Chicorée
Chicorée ist ein bitter schmeckendes Blattgemüse mit präbiotischen Eigenschaften, das Hunde in kleinen Mengen fressen dürfen.
Inhalt
Chicorée gehört zu den Gemüsesorten, die Hunde durchaus fressen dürfen – in kleinen Mengen und mit etwas Fingerspitzengefühl. Das Blattgemüse schmeckt deutlich bitter, bringt aber eine interessante Eigenschaft mit: Es enthält Inulin, eine präbiotische Faser, die dem Darm zugutekommen kann. Allerdings wenden sich viele Hunde schon beim ersten Schnüffeln demonstrativ ab. Der Geschmack ist eben Geschmackssache – auch bei Vierbeinern.
Welche Nährstoffe stecken in Chicorée?
Chicorée liefert Vitamin A (gut für die Augen), Vitamin C als Antioxidans und Vitamin K, das bei der Blutgerinnung eine Rolle spielt. Das Highlight ist das Inulin – bereits 2 bis 3 g täglich können positive Effekte auf die Darmflora haben. Dazu kommt Kalium, das Herz und Muskeln unterstützt. Und das alles bei gerade mal 17 Kalorien pro 100 g – für kalorienreduzierende Kostpläne also durchaus interessant.
Was passiert im Hundedarm?
Das Inulin im Chicorée dient nützlichen Darmbewohnern als Futter – konkret Bifidobakterien und Lactobazillen. Diese produzieren kurzkettige Fettsäuren, die die Darmschleimhaut schützen und stärken. Klingt erstmal trocken, ist aber für Hunde mit wackeliger Verdauung ein echter Pluspunkt.
Allerdings hat die Sache einen Haken: Der hohe Ballaststoffgehalt kann empfindliche Hunde mit Blähungen quälen. Als grobe Orientierung aus der Praxis gilt: Hunde unter 10 kg bekommen nicht mehr als ein Blatt pro Tag, grössere Hunde vertragen zwei bis drei Blätter.

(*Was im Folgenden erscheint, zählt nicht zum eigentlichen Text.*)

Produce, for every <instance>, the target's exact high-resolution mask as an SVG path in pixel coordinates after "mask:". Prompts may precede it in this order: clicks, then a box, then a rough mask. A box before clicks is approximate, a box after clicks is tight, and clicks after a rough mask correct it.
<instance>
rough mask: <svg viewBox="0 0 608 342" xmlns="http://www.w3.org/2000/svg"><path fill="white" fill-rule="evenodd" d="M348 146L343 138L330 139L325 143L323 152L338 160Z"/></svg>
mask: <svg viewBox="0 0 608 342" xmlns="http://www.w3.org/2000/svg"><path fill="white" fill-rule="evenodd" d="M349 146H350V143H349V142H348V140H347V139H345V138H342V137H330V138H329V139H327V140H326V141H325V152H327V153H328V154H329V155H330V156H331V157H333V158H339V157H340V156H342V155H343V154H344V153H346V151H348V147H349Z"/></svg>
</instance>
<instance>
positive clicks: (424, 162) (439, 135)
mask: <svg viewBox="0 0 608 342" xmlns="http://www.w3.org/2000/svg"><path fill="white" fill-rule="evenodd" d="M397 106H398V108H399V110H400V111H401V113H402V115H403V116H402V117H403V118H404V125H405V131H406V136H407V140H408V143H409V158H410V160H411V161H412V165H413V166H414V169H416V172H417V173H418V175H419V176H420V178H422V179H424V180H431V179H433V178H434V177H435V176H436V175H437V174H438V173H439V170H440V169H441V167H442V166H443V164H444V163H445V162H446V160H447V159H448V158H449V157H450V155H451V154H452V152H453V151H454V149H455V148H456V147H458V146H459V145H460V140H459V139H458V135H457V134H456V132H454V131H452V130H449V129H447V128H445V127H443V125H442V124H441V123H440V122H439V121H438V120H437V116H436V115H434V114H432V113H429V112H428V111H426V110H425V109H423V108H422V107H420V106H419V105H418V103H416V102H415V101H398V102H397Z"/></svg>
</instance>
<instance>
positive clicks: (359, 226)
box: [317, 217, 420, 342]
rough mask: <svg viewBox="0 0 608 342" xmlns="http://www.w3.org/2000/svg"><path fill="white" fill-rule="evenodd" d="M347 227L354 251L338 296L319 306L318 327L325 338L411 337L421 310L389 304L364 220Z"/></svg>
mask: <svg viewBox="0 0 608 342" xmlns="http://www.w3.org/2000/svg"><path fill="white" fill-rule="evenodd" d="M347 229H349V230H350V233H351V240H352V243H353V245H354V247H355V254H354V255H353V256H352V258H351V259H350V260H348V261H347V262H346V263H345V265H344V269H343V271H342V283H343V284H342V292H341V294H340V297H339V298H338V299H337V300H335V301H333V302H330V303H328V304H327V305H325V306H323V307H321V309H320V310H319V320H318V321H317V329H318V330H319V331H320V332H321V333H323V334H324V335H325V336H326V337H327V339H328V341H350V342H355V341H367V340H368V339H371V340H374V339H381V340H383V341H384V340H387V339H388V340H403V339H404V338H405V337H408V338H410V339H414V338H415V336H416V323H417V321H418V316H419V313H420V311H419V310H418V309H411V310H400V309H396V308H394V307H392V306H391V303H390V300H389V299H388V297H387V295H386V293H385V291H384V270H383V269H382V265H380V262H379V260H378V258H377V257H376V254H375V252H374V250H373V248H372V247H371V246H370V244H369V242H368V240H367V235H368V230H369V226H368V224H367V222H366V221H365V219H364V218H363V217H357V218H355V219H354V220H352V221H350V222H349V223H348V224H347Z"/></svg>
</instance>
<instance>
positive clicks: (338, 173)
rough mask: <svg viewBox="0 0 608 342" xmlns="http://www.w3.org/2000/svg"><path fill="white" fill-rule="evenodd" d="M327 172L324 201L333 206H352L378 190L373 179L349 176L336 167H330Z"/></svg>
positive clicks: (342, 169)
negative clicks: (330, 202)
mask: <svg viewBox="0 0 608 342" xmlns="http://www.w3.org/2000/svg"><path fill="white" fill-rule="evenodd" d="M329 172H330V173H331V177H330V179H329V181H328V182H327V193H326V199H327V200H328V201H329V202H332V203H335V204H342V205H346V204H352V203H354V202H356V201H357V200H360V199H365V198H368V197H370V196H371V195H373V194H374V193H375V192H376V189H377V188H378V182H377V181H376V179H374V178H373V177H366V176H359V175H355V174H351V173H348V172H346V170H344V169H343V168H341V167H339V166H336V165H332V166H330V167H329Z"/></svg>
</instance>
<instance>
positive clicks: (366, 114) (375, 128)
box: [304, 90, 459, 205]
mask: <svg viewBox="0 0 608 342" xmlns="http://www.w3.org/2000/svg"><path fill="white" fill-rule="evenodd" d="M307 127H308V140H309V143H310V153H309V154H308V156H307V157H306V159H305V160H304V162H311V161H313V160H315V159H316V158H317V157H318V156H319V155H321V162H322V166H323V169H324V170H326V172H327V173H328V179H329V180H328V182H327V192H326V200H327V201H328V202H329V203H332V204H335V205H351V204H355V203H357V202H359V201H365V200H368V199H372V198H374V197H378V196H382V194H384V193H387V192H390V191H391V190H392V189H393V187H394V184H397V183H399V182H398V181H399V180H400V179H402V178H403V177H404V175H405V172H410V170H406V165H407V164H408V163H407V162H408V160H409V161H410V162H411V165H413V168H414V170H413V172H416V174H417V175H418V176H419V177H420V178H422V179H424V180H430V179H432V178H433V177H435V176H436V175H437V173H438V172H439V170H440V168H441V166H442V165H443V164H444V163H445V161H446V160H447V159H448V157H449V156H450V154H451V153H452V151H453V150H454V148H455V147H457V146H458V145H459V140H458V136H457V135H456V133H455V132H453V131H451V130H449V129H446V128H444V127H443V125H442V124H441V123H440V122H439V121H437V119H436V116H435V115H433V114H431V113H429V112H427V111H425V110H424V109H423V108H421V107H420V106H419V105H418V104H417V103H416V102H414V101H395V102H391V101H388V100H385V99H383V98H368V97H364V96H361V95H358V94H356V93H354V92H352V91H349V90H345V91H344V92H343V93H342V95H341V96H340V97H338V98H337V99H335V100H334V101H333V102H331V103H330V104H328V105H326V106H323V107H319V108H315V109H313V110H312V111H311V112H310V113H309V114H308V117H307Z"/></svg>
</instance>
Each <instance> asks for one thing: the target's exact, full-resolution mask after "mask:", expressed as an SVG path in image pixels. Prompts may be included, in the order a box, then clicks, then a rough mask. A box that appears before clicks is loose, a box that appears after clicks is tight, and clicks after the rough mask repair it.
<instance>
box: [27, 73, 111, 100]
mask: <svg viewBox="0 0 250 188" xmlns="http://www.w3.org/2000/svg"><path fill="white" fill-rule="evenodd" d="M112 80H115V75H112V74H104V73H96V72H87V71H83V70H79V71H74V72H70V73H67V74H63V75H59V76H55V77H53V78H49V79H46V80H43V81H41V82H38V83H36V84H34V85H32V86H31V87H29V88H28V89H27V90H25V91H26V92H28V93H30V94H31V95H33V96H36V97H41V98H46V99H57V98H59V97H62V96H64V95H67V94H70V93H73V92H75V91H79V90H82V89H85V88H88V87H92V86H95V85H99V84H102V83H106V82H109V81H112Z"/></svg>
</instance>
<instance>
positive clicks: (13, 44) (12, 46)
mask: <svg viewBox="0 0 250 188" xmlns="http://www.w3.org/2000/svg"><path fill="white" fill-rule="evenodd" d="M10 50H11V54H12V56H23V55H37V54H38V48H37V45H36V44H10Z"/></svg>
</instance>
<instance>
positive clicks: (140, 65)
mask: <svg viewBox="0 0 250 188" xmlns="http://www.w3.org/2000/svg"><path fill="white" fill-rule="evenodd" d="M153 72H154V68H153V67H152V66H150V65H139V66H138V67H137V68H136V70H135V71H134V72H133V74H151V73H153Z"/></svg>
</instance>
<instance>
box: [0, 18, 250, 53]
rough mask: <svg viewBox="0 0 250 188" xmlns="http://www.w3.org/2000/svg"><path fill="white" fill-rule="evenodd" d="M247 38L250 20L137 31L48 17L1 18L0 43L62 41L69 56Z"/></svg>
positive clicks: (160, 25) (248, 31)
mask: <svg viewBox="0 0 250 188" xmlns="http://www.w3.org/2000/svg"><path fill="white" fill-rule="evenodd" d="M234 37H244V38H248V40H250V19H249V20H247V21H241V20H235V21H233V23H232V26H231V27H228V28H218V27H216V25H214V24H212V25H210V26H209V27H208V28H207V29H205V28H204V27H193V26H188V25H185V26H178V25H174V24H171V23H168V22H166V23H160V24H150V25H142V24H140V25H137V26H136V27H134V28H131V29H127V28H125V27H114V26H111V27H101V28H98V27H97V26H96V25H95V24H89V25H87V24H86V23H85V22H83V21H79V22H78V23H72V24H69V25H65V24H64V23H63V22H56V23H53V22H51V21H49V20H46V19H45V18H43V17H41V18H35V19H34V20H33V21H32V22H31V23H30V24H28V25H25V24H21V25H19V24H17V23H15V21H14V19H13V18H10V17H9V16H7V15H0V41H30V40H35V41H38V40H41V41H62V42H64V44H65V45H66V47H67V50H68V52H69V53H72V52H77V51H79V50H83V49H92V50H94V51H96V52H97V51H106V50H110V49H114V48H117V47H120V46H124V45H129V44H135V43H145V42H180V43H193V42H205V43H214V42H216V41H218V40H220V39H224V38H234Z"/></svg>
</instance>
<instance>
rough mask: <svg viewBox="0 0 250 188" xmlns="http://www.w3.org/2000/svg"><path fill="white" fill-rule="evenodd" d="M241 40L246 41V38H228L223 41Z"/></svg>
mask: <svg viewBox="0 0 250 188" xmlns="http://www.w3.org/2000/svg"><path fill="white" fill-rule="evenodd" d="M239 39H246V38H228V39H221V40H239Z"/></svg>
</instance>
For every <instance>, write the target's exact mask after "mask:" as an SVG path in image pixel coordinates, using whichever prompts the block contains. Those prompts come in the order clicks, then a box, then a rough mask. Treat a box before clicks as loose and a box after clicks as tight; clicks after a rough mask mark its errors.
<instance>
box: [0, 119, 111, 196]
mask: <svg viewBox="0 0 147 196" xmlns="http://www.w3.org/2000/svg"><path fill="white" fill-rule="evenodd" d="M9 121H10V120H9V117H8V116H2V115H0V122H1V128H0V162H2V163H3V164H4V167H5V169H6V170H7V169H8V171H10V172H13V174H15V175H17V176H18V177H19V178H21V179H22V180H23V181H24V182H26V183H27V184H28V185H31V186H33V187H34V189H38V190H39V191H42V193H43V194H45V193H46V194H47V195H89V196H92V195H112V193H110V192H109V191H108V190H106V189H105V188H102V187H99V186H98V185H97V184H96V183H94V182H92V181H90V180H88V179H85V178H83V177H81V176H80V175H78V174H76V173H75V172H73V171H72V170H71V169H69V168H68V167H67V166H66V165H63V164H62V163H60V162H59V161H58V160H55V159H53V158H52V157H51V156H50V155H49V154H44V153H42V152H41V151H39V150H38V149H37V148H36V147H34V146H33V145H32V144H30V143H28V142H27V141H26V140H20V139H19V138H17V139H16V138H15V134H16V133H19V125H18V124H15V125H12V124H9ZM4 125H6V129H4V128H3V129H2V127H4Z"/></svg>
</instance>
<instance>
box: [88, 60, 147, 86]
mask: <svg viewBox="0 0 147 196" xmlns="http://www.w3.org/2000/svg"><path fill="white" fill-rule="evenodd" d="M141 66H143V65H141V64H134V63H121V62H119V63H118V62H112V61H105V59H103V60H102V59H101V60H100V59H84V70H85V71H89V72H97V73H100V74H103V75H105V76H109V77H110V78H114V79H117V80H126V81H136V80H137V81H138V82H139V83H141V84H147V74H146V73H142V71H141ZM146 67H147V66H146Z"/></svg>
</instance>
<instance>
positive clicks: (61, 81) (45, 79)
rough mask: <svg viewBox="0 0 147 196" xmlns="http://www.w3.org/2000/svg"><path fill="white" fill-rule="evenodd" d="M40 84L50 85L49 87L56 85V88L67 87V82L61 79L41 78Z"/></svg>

Wann sollte man die Finger davon lassen?
Hunde mit chronischen Nierenerkrankungen sollten Chicorée meiden. Der Kaliumgehalt – eigentlich ein Pluspunkt – kann bei eingeschränkter Nierenfunktion zur Belastung werden. Auch bei akuten Magen-Darm-Beschwerden gilt Vorsicht: Die Bitterstoffe können die Symptome in solchen Momenten noch verstärken, statt zu lindern.
Viele Hunde lehnen Chicorée ohnehin beim ersten Kontakt schlicht ab. Wer es trotzdem versuchen will: Ein Löffel Joghurt oder Quark daruntergemischt kann die Akzeptanz spürbar verbessern – zumindest bei Hunden, die nicht grundsätzlich auf Sturheit schalten.
Wie bereitet man Chicorée für den Hund zu?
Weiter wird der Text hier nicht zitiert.